@Borat Sister,
Well, we used to have a Mediterranean climate.
We’re supposed to have cool, wettish winters (for the driest state in the driest country in the world) and hot Summers, with mild Springs and Autumns.
Australia, especially southern Australia where I live, is being pretty dramatically affected by climate change so at present our climate is a hodgepodge.
Each summer is hotter than the last, breaking records pretty much every year.
Rain is much more unpredictable. This year we are actually having an old style winter! It’s wet and cold by our standards. Summer can be devastating. Droughts are becoming more common, with the odd bout of semi tropical downpours.
It used to snow in the hills occasionally, this is rarer now.
Most of the state is pretty much desert. Most people live by the coast.
When white people got here there had been some years of very good rain, so people thought they could farm much farther north than you actually can.

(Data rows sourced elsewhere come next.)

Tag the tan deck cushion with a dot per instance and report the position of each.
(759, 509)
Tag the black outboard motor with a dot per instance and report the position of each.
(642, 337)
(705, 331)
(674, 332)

The ruins of the stone farm houses they built can be seen to this day. Their farming and grazing practices fucked up a lot of delicate ecosystem, by scrub clearance, ploughing and over grazing, spread weeds everywhere and encouraged erosion. The feral animals they brought in are ravaging the environment as we speak.
A bloke called Goyder pulled together what climate data he could and drew a line, called the Goyder line strangely enough, beyond which agriculture was impossible.
This line is steadily moving south with climate change.
Reasons to be cheerful...we export knowledge re arid land farming all over.
Where I live is a premier wine, olive, cheese etc region....though except where agriculture is protected is turning into endless housing estates with the normal social issues that come with this.
I live in walking distance of the beach amidst low rolling hills. It’s lovely.
I’m 45 kilometres from the city centre.
South Australia was invaded by English dreamers with a plan for a utopian community dreamed up by Edward GibbonWakefield, who already had failed communities in the US, I believe. The city was planned so it’s a lot more grid like than the usual Australian capital, which tended to grow like topsy.